Circle of Enlightenment: Tibetan Buddhist Sand Mandala

The Spirit of Tibet: Portrait of a Culture in Exile
Slide lecture by Alison Wright

Alison Wright, a freelance journalist based in San Francisco, specializes in documenting the traditions and changes of endangered people in remote areas around the world. Her work includes photo essays on medicinal healers in the Amazon rainforests, the hill tribes of South East Asia, Aung San Suu Kyi in Burma, Burmese refugees in Thailand, Marco Polo's footsteps across the Silk Road of China and Pakistan, as well as life in the outback of Australia, where she lived for two years. Wright also leads photographic/cultural tours to Tibet, Nepal, and Bhutan for Geographic Expeditions.
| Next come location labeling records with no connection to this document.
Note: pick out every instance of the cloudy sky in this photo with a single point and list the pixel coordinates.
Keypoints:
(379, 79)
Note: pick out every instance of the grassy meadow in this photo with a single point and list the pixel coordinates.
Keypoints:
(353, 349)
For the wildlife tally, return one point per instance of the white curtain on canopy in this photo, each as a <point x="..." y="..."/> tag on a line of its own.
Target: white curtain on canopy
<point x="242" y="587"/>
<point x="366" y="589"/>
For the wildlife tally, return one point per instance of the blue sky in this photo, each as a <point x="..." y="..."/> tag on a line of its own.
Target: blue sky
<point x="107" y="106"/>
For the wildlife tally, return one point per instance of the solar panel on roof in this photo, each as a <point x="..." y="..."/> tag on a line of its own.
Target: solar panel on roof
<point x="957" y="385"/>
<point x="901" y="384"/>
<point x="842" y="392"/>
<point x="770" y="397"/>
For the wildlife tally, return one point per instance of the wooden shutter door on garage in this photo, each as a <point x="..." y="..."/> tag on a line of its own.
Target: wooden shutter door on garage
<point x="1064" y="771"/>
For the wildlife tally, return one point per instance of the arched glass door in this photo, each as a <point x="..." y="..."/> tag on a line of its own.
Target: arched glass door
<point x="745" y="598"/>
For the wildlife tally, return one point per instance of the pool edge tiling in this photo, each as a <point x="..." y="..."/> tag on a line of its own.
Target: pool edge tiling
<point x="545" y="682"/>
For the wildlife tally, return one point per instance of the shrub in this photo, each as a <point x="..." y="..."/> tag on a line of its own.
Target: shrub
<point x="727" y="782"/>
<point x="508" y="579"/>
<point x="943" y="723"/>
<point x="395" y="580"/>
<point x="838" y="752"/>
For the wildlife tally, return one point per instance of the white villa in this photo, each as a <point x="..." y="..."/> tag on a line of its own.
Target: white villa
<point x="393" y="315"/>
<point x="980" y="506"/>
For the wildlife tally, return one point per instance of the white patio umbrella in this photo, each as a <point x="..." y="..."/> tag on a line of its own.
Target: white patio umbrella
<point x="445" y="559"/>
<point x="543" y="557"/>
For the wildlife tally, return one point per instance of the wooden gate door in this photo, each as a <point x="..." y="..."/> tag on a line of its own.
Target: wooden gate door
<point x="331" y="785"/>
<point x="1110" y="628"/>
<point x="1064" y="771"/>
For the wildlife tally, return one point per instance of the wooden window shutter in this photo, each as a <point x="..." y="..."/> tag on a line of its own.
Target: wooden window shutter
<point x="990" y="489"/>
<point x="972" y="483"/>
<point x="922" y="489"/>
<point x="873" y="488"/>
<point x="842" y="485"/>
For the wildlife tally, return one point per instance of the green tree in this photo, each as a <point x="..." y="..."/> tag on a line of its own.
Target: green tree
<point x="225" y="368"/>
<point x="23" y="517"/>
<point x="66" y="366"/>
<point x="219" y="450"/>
Based in Nepal for four years while documenting the plight of children for UNICEF and various other aid organizations, Wright was the 1993 recipient of the Dorothea Lange Award in documentary photography for her photographs of child labor in Asia. Since then, she has lived with exiled Tibetans in Nepal and India for over a decade, recording their culture and the challenges that exile has brought. Based on this work, Wright received her Master's Degree from the University of California at Berkeley where she created her own program in Visual Anthropology and now teaches workshops.

Her lecture will discuss her photography work which document the Tibetan settlements throughout India and Nepal and how the refugees have managed to maintain their culture as it evolves and flourishes in exile from their occupied homeland.